我坐在她身侧的石凳上,借着光擦拭弯刀。刀锋映出我半张蒙着布的脸,也映出她无意识蹙起的眉——许是梦里还在为沈寒月的伤势忧心。我伸手想替她抚平,指尖刚要触到她的眉心,又猛地顿住,悄然收回手时,指腹竟有些发烫。
“影?”她忽然睁开眼,声音带着初醒的朦胧,像含着水汽的棉絮,“你没睡?”
“守着。”我将弯刀归鞘,声音尽量放平缓,“寒月的毒还没清,怕夜里出事。”
她坐起身,拢了拢衣襟——那件男装的外袍还是出发前换上的,宽大的袖子滑到肘间,露出一段皓白的手腕,上面还留着昨日被树枝划破的浅痕。“我来吧,你也歇会儿。”她说着就要起身,却被我按住肩膀。
“坐着。”我的掌心覆在她肩头,隔着薄薄的衣料,能感觉到她肌肤的温软,“你脚踝的伤刚好,别乱动。”
她愣了愣,低头看向自己的脚踝,又抬眼望我,火光恰好落在她眼底,漾起一圈细碎的光。“总让你护着,像个累赘。”她小声说,语气里藏着点不易察觉的懊恼。
“不是累赘。”我看着她的眼睛,这话几乎是脱口而出。话一出口,两人都愣住了。石室里霎时安静下来,只有火盆里的木炭偶尔发出“噼啪”轻响,将空气中的沉默烘得有些发烫。
她先移开视线,指尖绞着衣角,耳尖悄悄爬上一层薄红:“我去看看姐姐。”说着便起身往沈寒月的石床走,步伐快得像在逃。
我望着她的背影,手还停留在方才按过她肩膀的位置,那里仿佛还残留着她的温度,顺着血脉一路烧到心口。喉间有些发紧,便转身去翻石室角落的木箱——沈知远留下的医书和药材大多堆在这里,或许能找到解“蚀骨散”的法子。

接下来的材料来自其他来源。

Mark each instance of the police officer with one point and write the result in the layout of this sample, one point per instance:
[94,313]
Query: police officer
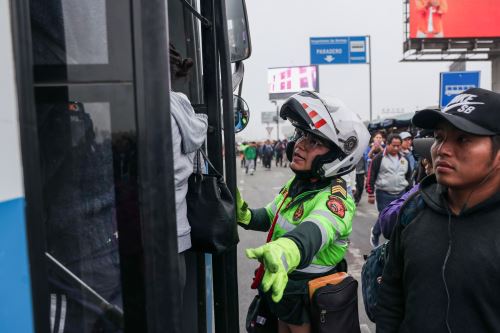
[313,211]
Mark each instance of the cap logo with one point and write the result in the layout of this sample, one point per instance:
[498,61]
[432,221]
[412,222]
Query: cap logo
[464,102]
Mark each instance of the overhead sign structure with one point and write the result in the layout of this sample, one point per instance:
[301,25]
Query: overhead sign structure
[283,82]
[338,50]
[454,83]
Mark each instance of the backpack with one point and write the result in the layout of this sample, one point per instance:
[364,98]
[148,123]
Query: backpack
[373,268]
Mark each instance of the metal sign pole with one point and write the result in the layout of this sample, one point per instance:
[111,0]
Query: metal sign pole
[277,119]
[370,73]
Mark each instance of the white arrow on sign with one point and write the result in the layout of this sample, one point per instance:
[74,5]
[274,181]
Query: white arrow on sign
[329,58]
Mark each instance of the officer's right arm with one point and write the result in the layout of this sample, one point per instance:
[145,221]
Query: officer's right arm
[390,306]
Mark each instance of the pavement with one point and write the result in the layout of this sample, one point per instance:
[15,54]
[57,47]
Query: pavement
[258,190]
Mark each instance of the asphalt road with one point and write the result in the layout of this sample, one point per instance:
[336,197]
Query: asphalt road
[258,190]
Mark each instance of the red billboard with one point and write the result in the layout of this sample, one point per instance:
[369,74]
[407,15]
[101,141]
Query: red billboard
[454,18]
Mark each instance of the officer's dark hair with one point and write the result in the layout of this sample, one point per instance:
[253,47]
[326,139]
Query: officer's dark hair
[495,140]
[392,137]
[179,67]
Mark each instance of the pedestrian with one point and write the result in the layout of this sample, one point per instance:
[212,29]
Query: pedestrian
[313,211]
[188,135]
[442,271]
[407,148]
[241,150]
[279,148]
[267,154]
[387,218]
[389,174]
[250,157]
[360,180]
[376,146]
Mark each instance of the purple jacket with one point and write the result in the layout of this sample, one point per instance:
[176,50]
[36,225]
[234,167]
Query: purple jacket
[388,217]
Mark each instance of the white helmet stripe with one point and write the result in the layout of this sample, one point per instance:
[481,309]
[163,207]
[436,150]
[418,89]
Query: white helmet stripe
[315,117]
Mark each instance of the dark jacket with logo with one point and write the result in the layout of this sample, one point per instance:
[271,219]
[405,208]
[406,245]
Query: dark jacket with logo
[443,269]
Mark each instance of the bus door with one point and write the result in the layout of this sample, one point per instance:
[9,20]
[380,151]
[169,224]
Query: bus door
[102,204]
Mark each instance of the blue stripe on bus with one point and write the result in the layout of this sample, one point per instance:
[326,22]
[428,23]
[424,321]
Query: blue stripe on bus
[16,314]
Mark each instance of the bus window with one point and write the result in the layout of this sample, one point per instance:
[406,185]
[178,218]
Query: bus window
[89,168]
[81,41]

木箱里的书卷带着陈年的纸香,混杂着淡淡的药草气。翻到第三箱时,指尖触到一个冰凉的物件,抽出来一看,是盏黄铜小灯,灯座刻着缠枝梅纹,灯芯处还留着半截未燃尽的灯芯。
“这是……”沈寒清不知何时走了过来,凑过来看那盏灯,“像是我家书房里的‘长明灯’,爹说过,这种灯要用特制的灯油,能燃一整夜不熄。”
我旋开底座,里面果然还剩小半盏油,凑近闻了闻,竟带着一股极淡的梅香。“或许能派上用场。”我将灯点燃,昏黄的光晕立刻漫开,比火光更柔和,恰好照亮石床到石桌的方寸地。

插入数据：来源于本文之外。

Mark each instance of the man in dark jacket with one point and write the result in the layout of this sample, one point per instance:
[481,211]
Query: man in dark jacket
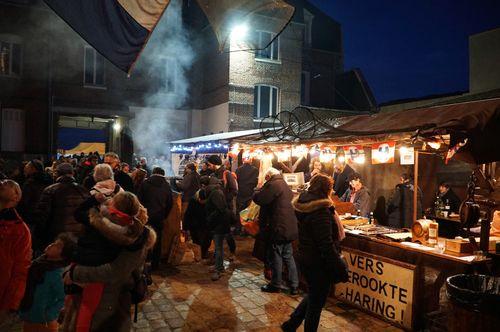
[341,177]
[156,196]
[54,213]
[358,195]
[218,222]
[122,178]
[279,225]
[447,194]
[229,187]
[190,184]
[400,207]
[247,176]
[36,181]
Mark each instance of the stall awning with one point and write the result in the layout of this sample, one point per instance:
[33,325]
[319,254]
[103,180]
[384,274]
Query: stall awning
[479,121]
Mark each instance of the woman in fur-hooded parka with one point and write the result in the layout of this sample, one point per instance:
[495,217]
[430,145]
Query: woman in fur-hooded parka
[113,312]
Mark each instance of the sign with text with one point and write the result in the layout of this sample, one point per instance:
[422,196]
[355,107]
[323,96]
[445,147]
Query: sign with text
[383,288]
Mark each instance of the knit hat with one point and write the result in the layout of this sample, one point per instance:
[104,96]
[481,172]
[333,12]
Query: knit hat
[64,169]
[214,160]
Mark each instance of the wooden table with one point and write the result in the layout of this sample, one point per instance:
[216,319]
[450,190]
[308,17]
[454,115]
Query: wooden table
[448,227]
[430,269]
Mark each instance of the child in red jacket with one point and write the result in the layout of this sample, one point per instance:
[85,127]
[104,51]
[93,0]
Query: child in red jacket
[15,253]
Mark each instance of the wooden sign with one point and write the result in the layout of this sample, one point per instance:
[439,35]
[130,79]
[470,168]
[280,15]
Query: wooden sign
[379,285]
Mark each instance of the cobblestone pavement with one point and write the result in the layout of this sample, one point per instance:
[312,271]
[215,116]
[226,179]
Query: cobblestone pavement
[185,299]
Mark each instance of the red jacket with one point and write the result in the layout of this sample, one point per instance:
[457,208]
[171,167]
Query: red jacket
[15,258]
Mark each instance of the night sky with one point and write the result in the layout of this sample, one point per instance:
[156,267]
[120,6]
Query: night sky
[410,49]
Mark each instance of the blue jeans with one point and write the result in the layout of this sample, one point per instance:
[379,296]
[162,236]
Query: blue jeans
[219,250]
[318,288]
[279,253]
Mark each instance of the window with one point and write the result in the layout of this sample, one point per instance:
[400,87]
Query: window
[304,88]
[308,18]
[93,74]
[271,52]
[10,59]
[265,101]
[169,76]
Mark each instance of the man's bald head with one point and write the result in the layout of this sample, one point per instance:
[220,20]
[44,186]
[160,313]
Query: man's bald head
[10,194]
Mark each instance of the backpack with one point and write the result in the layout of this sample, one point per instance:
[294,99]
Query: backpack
[139,292]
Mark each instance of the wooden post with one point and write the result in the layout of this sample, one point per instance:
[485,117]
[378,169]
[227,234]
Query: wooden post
[415,183]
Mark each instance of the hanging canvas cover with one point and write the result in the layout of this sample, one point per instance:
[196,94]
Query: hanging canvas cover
[383,153]
[353,153]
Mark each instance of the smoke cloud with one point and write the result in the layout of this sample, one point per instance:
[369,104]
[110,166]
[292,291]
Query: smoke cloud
[167,59]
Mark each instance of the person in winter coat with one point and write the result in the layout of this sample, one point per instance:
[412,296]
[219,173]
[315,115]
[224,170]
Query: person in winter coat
[44,297]
[319,251]
[227,182]
[36,181]
[86,168]
[122,178]
[189,185]
[195,219]
[110,310]
[248,176]
[15,253]
[342,177]
[279,227]
[156,196]
[400,206]
[447,194]
[358,195]
[54,213]
[218,222]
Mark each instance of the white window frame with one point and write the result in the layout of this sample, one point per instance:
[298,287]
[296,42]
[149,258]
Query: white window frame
[308,18]
[274,40]
[171,62]
[94,74]
[12,41]
[269,112]
[306,88]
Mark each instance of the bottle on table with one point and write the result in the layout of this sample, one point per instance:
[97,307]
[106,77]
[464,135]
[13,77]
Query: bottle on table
[433,233]
[447,209]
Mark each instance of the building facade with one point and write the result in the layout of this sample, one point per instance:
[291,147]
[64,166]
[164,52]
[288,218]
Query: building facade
[54,87]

沈寒清就着灯光翻医书,发丝垂落在书页上,与那些工整的小楷相映,像一幅素净的画。我坐在她对面,假装整理药材,目光却总忍不住往她那边飘——她咬着唇思索时,嘴角会微微鼓起一个浅窝;翻页时指尖划过纸页,动作轻得像拈着一片羽毛;偶尔抬头撞上我的视线,会像受惊的鹿般立刻低下头,耳根的红却藏不住。

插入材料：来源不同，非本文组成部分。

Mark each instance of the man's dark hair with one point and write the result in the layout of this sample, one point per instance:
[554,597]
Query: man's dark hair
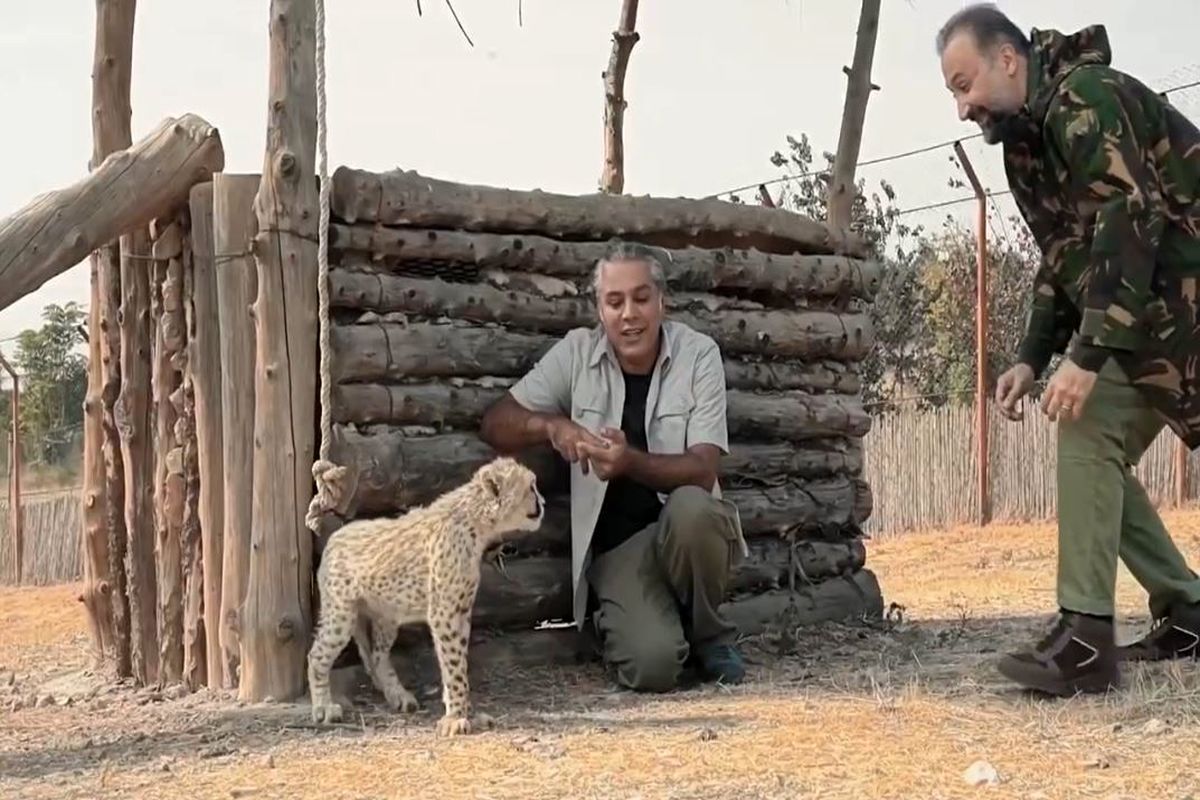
[988,24]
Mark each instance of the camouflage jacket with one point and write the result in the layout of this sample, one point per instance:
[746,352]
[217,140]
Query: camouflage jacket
[1107,174]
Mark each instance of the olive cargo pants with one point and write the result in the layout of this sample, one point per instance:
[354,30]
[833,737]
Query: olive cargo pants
[1103,509]
[658,593]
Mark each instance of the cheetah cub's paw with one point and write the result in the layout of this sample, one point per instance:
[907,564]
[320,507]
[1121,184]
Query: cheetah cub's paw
[449,726]
[327,713]
[401,699]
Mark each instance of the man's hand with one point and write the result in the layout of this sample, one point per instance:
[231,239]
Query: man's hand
[1012,386]
[611,457]
[571,439]
[1067,391]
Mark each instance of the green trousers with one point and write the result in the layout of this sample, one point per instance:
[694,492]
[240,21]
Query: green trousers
[658,593]
[1103,509]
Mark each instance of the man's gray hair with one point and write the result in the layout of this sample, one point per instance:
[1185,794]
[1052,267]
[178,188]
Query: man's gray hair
[988,24]
[623,251]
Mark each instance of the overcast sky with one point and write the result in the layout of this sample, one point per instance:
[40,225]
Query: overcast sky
[713,89]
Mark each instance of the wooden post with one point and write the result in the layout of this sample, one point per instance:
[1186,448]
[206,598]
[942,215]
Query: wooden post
[983,487]
[237,282]
[184,400]
[16,518]
[96,596]
[276,617]
[612,179]
[135,422]
[1181,474]
[858,90]
[204,364]
[105,599]
[168,340]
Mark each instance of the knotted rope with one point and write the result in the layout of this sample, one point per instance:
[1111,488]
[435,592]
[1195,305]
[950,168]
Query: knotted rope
[330,477]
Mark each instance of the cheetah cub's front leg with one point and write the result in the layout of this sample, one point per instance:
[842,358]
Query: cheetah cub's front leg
[337,620]
[450,626]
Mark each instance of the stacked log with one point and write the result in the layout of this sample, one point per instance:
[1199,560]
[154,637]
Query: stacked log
[443,295]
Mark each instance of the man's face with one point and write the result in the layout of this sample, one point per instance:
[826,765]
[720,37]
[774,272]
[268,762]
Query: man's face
[630,308]
[988,86]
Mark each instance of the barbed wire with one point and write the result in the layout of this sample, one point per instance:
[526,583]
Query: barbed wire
[898,156]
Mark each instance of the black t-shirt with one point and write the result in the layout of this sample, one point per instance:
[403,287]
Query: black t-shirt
[628,506]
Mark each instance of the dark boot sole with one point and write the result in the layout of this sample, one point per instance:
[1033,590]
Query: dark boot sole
[1033,678]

“找到了!”她忽然拍手,声音里带着雀跃,“‘蚀骨散’属寒毒,要用‘暖梅汤’来解,药材这里刚好都有!”
她指着书页上的药方,指尖点在“梅花蕊三钱”那一行时,指甲轻轻蹭过纸面,留下一道浅痕。我顺着她的指尖看去,目光却不经意落在她皓白的手背上,那里的薄汗被灯光映得发亮,像落了层碎星。
“我去煎药。”我接过药方起身,借此避开那让人心头发紧的目光。
石室角落有个简易的陶炉,架上陶罐,添了泉水,将当归、枸杞、梅花蕊一一放进罐里。火光舔着罐底,水汽渐渐氤氲起来,混着梅香漫开,将整个石室都染得温润。
沈寒清不知何时站到了我身后,离得极近,我甚至能感觉到她呼吸拂过我后背的轻痒。“要帮忙吗?”她问,声音比平日低了些,像怕惊扰了这炉药香。
“快好了。”我往罐里加了最后一味药引,转身时却没留意她离得太近,鼻尖险些撞上她的额头。
两人同时顿住,呼吸交缠在一起。她的眼睛很大,像盛着两汪清泉,此刻被灯影映得格外亮,里面清晰地映着我的影子。距离太近了,近得能看清她唇上淡淡的粉,看清她睫毛轻颤时扫过眼下的弧度,甚至能闻到她发间混着梅香的皂角味。
我的心跳骤然失序,像被炉火烧得慌。下意识想后退,她却忽然抬手,指尖轻轻触到我蒙脸的粗布边缘:“这里的伤……还没好利索?”
她的指尖微凉,隔着布擦过我颧骨处的旧疤——那是三年前刺杀一位盐商时留下的,当时差点伤了眼睛。我僵在原地,竟忘了躲开,只觉得那处皮肤像被火烫过,连带着呼吸都变得滞涩。
“早好了。”我偏过头,声音有些发哑,“习惯了。”
她的手停在布上,没再动,也没收回,就那样轻轻搭着,像一片羽毛落在心上。“其实不用总遮着的。”她轻声说,“我觉得……很好看。”
“好看?”我愣了愣,这词从没人用在我这张爬满伤疤的脸上。
“嗯。”她点头,眼神很认真,“像老树的疤,藏着故事。”
炉上的药罐“咕嘟”响了一声,打破了这胶着的氛围。她猛地收回手,像被烫到似的,快步退开两步,背对着我整理药材,肩膀却微微发颤。我望着她的背影,手抚上自己的脸颊,粗布下的皮肤仿佛还残留着她指尖的温度,烫得人发慌。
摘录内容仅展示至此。